So it was surprising to many readers when I published Reviving Old Scratch: Demons and the Devil for Doubters and the Disenchanted. Why was I, someone who was helping those who were doubting and deconstructing, attempting to rehabilitate parts of the Christian experience and worldview that many deemed to be problematic? And not just problematic from a metaphysical perspective, as a subject of belief, but problematic also as a location of abuse and harm. Reviving Old Scratch appeared to be a very strange U-turn for me.
The book was marking a change. Again, we didn’t have the word for it in 2016, but I had made my turn toward reconstruction, pivoting away from disenchantment toward enchantment. And a part of that shift was rethinking the devil.
But why this particular topic? The pressing issue was pastoral. I had begun serving as a prison chaplain, and in that ministry began encountering the enchanted/disenchanted divide that separated me from the men I was caring for. For the men in the prison, satan is obviously real. Demonic attacks really happen. And spiritual warfare is a pressing challenge. In spite of my own doubts, I didn’t want my pastoral interventions to be dismissive, elitist, or paternalistic. Mostly because it quickly became obvious to me that I was the weird one. The majority of people are supernaturalists. Global Christianity is enchanted. It’s mostly over-educated white males in the West, people like myself, who tend to doubt the existence of the devil. This cultural divide creates some very odd situations, like pastors who doubt the reality of satan, given their MDiv, DMin, or PhD training, leading congregations who experience spiritual warfare as a lived reality.

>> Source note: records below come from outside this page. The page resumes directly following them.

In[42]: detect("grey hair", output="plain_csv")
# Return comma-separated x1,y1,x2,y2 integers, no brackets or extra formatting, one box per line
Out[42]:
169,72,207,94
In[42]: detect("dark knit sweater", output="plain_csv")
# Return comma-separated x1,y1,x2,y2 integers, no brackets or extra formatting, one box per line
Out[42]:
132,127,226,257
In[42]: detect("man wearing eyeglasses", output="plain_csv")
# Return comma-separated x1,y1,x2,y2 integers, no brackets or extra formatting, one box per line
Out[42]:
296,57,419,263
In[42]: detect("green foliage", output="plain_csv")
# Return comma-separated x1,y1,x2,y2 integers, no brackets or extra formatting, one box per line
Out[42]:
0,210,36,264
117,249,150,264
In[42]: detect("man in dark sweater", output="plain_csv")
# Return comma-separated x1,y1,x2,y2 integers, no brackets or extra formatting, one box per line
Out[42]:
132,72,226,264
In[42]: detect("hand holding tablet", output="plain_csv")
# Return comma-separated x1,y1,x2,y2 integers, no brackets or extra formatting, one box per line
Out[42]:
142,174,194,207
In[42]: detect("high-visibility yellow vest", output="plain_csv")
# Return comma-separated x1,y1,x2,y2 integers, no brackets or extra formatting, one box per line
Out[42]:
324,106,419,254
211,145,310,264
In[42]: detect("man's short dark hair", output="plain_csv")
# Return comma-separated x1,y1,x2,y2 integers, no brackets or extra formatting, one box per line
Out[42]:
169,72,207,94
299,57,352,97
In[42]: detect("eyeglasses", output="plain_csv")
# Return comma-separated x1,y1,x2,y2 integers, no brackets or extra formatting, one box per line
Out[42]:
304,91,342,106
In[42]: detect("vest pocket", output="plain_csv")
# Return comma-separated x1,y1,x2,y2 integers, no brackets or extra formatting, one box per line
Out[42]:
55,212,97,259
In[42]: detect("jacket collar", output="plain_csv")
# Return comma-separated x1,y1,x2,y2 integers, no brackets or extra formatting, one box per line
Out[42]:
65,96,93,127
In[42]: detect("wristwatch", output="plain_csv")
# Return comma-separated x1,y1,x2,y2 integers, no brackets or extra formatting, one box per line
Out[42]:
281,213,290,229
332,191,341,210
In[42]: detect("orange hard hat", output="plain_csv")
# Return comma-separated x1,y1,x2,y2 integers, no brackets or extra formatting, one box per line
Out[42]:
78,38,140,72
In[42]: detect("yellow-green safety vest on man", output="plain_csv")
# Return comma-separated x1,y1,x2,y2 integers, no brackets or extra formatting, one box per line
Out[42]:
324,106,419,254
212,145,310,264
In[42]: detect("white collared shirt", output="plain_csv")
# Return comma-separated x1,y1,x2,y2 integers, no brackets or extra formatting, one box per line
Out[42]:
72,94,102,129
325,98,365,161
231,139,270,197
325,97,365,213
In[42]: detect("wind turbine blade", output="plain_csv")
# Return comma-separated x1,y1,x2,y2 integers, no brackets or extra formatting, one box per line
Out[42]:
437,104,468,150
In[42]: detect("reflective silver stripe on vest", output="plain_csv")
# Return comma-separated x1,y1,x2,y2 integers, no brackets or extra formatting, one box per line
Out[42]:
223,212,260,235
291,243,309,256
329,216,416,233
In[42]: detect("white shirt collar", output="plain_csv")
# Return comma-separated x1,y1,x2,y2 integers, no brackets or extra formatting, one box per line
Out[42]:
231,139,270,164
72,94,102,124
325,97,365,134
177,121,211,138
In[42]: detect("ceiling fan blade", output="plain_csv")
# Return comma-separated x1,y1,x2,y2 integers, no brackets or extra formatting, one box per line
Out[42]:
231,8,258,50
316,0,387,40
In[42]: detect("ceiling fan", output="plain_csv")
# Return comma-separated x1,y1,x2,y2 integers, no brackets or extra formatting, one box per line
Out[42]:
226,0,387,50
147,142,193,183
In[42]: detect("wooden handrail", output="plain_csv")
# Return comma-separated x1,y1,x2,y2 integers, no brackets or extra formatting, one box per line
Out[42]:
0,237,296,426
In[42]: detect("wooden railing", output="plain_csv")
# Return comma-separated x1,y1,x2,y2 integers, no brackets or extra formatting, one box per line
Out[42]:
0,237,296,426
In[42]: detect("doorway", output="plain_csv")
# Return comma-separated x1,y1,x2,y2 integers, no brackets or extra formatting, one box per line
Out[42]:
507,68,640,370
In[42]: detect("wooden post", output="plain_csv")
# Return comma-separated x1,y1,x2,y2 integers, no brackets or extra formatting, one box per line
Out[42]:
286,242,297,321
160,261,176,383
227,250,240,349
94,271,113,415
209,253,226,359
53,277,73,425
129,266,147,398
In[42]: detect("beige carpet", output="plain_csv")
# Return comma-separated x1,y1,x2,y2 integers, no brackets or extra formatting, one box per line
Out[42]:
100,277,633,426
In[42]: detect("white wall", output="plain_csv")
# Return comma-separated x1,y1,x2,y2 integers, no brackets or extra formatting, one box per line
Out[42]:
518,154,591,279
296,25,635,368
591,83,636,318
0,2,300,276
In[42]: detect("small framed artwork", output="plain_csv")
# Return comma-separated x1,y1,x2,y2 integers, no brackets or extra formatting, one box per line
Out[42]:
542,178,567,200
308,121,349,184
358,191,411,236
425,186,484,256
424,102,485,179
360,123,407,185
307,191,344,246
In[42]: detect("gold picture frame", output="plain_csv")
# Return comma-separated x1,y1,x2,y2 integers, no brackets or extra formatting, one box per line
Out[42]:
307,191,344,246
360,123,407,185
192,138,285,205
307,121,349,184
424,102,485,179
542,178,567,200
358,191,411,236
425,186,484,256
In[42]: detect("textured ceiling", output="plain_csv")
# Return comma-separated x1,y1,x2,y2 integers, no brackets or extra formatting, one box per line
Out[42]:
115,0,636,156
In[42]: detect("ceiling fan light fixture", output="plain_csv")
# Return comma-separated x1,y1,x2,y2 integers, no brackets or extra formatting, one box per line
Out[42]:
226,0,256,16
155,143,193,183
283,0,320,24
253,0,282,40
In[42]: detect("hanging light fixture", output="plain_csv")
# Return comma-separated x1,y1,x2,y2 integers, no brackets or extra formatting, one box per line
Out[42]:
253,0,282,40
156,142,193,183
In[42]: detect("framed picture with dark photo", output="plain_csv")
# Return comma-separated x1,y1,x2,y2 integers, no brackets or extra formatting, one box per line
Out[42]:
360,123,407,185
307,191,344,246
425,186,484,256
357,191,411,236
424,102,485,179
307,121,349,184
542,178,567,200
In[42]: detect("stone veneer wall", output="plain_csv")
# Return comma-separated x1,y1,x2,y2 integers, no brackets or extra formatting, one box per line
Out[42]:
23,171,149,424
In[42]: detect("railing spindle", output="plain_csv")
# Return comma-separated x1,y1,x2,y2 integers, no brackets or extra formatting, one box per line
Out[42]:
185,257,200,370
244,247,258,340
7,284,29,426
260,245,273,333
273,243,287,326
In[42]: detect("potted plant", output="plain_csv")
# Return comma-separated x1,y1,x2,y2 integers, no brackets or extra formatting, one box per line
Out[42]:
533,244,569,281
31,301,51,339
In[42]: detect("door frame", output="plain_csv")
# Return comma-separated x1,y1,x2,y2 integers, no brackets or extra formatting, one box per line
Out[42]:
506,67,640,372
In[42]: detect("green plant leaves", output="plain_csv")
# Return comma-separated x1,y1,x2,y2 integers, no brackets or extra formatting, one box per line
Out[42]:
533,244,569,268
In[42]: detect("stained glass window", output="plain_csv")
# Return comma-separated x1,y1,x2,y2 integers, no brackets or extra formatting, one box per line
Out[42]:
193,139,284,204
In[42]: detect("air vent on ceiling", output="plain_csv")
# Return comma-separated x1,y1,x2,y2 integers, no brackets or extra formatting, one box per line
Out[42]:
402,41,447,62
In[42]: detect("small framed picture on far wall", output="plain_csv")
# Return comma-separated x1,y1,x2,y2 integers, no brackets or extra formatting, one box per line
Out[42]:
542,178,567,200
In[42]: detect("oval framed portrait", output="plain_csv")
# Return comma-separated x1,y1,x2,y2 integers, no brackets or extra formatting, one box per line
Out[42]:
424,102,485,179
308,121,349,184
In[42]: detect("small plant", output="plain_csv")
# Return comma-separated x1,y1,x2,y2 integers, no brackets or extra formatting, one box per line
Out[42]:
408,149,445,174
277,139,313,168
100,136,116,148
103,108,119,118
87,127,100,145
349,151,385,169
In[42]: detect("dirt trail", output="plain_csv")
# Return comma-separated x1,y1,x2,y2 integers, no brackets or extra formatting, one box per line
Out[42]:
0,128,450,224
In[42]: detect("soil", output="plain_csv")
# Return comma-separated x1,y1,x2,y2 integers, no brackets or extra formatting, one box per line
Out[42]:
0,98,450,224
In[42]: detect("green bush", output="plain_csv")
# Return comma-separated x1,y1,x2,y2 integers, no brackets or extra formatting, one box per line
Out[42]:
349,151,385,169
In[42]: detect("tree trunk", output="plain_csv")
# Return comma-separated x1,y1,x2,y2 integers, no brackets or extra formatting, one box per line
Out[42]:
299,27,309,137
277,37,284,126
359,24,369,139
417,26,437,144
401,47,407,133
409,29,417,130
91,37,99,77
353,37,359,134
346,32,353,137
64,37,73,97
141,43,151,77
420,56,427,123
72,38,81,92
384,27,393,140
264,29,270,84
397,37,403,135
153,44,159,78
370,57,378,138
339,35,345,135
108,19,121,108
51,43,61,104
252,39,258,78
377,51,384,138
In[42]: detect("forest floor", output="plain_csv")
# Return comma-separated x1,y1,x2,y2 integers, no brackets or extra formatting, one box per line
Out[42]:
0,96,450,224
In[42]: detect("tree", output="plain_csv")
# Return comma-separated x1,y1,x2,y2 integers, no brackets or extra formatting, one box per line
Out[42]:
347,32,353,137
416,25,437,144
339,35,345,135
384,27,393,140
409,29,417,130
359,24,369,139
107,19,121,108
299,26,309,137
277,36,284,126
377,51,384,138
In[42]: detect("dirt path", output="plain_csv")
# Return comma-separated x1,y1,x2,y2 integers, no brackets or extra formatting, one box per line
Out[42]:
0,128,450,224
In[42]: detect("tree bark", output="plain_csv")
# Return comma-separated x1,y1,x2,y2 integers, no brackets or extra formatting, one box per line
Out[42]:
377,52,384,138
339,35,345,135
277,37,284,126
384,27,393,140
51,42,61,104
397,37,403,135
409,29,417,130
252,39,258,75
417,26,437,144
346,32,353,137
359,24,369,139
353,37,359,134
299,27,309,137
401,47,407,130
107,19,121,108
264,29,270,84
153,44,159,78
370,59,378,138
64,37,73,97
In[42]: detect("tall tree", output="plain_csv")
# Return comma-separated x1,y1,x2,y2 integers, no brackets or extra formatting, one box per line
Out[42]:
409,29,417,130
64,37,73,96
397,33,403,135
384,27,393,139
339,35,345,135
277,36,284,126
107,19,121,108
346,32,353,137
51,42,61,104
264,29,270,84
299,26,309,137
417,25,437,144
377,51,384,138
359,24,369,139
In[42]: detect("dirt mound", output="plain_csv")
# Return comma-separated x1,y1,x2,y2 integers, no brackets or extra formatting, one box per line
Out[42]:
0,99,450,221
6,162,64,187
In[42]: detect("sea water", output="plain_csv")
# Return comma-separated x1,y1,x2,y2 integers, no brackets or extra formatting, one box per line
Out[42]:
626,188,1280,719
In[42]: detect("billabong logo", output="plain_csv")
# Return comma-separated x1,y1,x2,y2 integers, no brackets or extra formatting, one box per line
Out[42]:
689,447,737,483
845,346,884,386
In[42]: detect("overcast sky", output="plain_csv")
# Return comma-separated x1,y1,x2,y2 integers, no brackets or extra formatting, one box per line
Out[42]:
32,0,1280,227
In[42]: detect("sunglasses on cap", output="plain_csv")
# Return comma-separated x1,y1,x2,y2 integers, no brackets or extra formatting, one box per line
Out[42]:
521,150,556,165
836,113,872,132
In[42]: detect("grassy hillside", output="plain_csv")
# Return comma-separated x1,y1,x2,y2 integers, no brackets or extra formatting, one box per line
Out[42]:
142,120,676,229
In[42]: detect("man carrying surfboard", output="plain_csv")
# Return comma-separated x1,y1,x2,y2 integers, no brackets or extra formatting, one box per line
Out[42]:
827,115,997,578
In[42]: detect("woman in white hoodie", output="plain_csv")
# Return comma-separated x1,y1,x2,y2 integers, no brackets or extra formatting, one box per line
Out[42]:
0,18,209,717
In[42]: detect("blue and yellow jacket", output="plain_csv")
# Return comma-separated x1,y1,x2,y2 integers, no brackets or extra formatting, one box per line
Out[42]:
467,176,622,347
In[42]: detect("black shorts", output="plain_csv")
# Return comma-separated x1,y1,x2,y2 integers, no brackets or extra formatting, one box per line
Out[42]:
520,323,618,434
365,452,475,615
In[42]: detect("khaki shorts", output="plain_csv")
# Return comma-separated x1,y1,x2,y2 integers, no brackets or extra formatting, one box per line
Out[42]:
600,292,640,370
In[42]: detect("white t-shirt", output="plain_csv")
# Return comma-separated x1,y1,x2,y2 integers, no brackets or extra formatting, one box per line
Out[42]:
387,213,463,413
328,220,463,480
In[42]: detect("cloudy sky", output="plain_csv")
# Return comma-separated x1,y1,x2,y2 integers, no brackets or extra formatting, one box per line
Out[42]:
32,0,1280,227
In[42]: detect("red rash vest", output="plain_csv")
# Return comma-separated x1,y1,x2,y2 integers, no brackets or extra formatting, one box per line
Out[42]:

That said, the tide seems to have turned since 2016. Talk of re-enchantment and reconstruction has become much more common. And due to the work of people like Jordan Peterson, skeptical pastors have a better appreciation for how meaning-making is deeply mythological. Life is story work. And stories have dragons.
And so, wanting to bridge the pastoral divide between myself and the men at the prison, I wrote a “devil for doubters” book. My theology of satan needed to be rehabilitated.
Since the publication of Reviving Old Scratch I’ve been invited to give talks, lectures, and sermons about satan and spiritual warfare. Consequently, I’ve experimented with how to share this material in a way that is engaging and can even preach. One of the most effective ways is to take a tour through four names in Scripture used to describe our adversary. These names are:
Satan
Lucifer
Beelzebub
Devil
As we'll discover in this series, each name is a lens that allows us to pick out particular aspects of the biblical imagination, our lived experience, and what we are called to do by way of “resistance.”
Welcome to a series I’m calling “Satan Reconstructed.”